Have you ever wondered what it might be like to be a whale? Not to watch them on the TV, or read about them in books, or even see them in the ocean, but to really BE a whale. To float, to swim, to feel the water around you resonate as you sing a song that can be heard hundreds of miles away?

Well, for World Ocean Day, award-winning filmmaker Tom Mustill and Whale DJ Vahakn Matossian, with support from Whale and Dolphin Conservation and help from the marine bioacoustic community, have created a soundscape journey that can take us some of the way there. It showcases the sonic wonderlands of the seas and helps us all imagine the lives and challenges of different cetaceans.

It’s a celebration of marine bioacoustics and a way to help people connect to different worlds.

So, turn up your speakers and close your eyes…Let’s dive in

Tom Mustill says:

“Making this has been a labour of love for myself and Vahakn, going through thousands of bioacoustic recordings to weave a few hundred together.

Vahakn took exquisite care to make faint but beautiful records audible, cleaning up hisses and interweaving it all so well there are no synthesised sounds, no backing or non-scientific tracks in it at all.

People have been playing whale recordings to each other since Rachel Carson first did so in 1951, it is quite an old tradition now, but still very powerful.

I started doing it after John Ryan, oceanographer at the Monterey Bay Aquarium Research Institute, blew my mind by playing me recordings of blue whales from California.

I also had much encouragement from Roger Payne, who first discovered whale song in 1967 and was a force of nature behind the worldwide campaign to end commercial whaling. He knew that the songs of a humpback whale would “speak to the world as no other voice has ever spoken to the world”.

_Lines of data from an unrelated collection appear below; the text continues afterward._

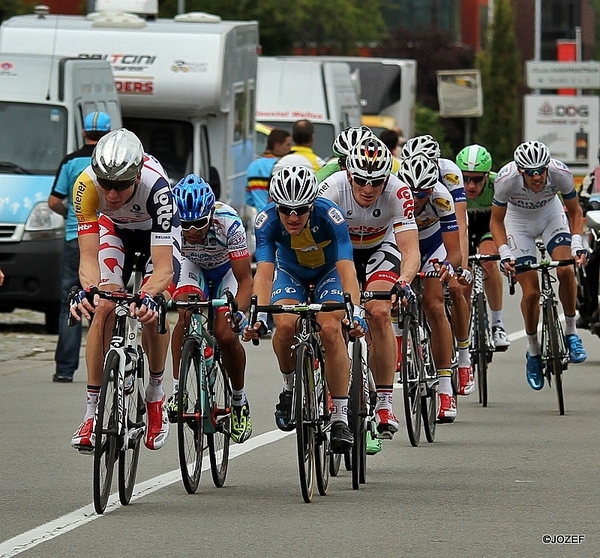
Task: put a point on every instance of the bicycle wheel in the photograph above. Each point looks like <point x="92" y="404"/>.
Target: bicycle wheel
<point x="220" y="419"/>
<point x="480" y="350"/>
<point x="190" y="414"/>
<point x="412" y="373"/>
<point x="128" y="458"/>
<point x="429" y="393"/>
<point x="305" y="414"/>
<point x="106" y="432"/>
<point x="358" y="409"/>
<point x="554" y="359"/>
<point x="322" y="451"/>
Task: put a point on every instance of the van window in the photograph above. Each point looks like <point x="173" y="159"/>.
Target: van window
<point x="170" y="141"/>
<point x="32" y="153"/>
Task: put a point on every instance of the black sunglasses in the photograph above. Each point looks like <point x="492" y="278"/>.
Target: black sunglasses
<point x="365" y="181"/>
<point x="116" y="185"/>
<point x="299" y="211"/>
<point x="197" y="224"/>
<point x="475" y="179"/>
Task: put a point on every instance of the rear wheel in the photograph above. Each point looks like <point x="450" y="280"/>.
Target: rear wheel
<point x="358" y="410"/>
<point x="129" y="456"/>
<point x="305" y="413"/>
<point x="412" y="372"/>
<point x="220" y="417"/>
<point x="106" y="433"/>
<point x="190" y="415"/>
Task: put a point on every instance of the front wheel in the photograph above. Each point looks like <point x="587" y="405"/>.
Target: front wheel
<point x="128" y="458"/>
<point x="106" y="432"/>
<point x="190" y="414"/>
<point x="305" y="415"/>
<point x="220" y="421"/>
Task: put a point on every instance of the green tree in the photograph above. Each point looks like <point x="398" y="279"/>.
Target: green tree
<point x="501" y="70"/>
<point x="335" y="25"/>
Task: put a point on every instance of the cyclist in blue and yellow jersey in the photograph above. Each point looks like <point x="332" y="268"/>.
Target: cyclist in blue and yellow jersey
<point x="527" y="205"/>
<point x="214" y="259"/>
<point x="438" y="240"/>
<point x="301" y="153"/>
<point x="450" y="176"/>
<point x="124" y="205"/>
<point x="379" y="211"/>
<point x="302" y="240"/>
<point x="475" y="162"/>
<point x="342" y="145"/>
<point x="259" y="171"/>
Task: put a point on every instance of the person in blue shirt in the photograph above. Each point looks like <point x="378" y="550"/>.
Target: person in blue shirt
<point x="66" y="356"/>
<point x="303" y="240"/>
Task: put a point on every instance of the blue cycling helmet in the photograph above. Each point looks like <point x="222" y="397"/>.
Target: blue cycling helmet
<point x="194" y="197"/>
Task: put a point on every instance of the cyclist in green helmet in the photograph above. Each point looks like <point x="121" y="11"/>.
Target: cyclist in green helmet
<point x="475" y="162"/>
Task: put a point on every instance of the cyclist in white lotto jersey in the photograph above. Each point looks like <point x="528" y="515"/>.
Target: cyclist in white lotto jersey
<point x="379" y="211"/>
<point x="526" y="206"/>
<point x="450" y="176"/>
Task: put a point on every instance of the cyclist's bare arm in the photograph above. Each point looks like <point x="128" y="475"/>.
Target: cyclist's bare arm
<point x="408" y="244"/>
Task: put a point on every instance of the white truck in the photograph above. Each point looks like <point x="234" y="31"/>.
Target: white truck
<point x="388" y="89"/>
<point x="186" y="85"/>
<point x="292" y="88"/>
<point x="43" y="101"/>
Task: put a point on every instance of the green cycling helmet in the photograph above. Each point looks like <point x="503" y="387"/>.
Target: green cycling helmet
<point x="474" y="158"/>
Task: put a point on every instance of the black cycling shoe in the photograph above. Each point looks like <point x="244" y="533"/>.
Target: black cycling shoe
<point x="341" y="437"/>
<point x="283" y="412"/>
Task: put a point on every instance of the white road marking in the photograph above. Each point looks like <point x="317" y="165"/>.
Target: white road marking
<point x="73" y="520"/>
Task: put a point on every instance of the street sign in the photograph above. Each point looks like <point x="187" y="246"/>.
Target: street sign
<point x="556" y="75"/>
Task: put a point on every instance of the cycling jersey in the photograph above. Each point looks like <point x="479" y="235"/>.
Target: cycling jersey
<point x="393" y="212"/>
<point x="510" y="190"/>
<point x="151" y="207"/>
<point x="224" y="242"/>
<point x="323" y="242"/>
<point x="451" y="178"/>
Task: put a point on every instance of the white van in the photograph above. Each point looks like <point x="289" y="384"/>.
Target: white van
<point x="291" y="89"/>
<point x="186" y="85"/>
<point x="43" y="102"/>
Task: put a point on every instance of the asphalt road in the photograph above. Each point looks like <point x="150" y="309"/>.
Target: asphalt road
<point x="493" y="484"/>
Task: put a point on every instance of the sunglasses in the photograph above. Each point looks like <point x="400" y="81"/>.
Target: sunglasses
<point x="534" y="172"/>
<point x="474" y="179"/>
<point x="197" y="224"/>
<point x="299" y="211"/>
<point x="422" y="194"/>
<point x="364" y="182"/>
<point x="116" y="185"/>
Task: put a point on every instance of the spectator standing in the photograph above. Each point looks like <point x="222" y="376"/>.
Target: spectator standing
<point x="66" y="356"/>
<point x="259" y="171"/>
<point x="301" y="154"/>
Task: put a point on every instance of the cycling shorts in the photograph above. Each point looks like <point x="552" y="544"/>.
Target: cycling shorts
<point x="327" y="288"/>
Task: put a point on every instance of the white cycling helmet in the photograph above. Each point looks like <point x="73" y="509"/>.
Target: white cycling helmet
<point x="369" y="159"/>
<point x="118" y="155"/>
<point x="348" y="138"/>
<point x="294" y="187"/>
<point x="422" y="145"/>
<point x="532" y="155"/>
<point x="419" y="172"/>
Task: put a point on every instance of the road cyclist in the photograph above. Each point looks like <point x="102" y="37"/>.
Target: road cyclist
<point x="526" y="206"/>
<point x="302" y="240"/>
<point x="379" y="212"/>
<point x="124" y="205"/>
<point x="438" y="240"/>
<point x="214" y="260"/>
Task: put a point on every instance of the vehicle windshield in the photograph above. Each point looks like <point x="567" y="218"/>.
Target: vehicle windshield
<point x="33" y="138"/>
<point x="324" y="136"/>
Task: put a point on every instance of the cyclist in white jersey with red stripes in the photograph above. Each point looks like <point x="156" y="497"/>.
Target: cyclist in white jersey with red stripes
<point x="379" y="211"/>
<point x="526" y="206"/>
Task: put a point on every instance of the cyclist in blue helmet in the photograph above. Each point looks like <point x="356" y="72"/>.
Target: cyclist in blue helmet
<point x="214" y="259"/>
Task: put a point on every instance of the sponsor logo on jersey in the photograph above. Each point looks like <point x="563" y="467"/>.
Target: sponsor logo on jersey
<point x="335" y="215"/>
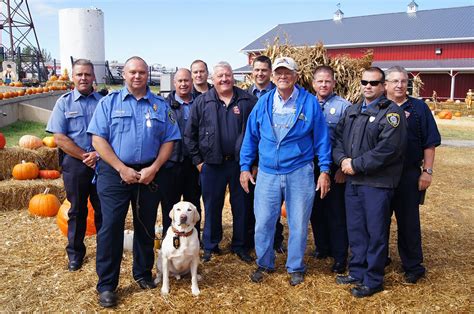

I started going with Vahakn to places where whales futures were being decided such as COP28, nature and climate marches, meetings of people working in ocean conservation, diplomatic meetings, anti-whaling protests, schools and more, often with Whale and Dolphin Conservation, hoping to help advocate for whales and represent their lives with their voices.

Every time we do this, we are reminded of the power of these voices.

Previously I’ve used a narration that describes the whales from our perspective. This piece is written (almost entirely) from the whales and dolphins’ point of view. It is still based on science, but I hope this shift helps people relate and imagine. I hope it allows us landlubbers to transcend our terrestrial concerns and preconceptions.

Listen out for fragments of Katy and Roger Payne and colleagues doing fieldwork in the 1970s and the only recordings of the Western Isles Orcas. How To Be A Whale is dedicated to Roger and Katy Payne and the marine bioacoustics community.

I once asked Roger how to listen to whale song. He said: “Attentively. You should listen silently. You should listen with nothing else to distract you. That’s the way to listen.”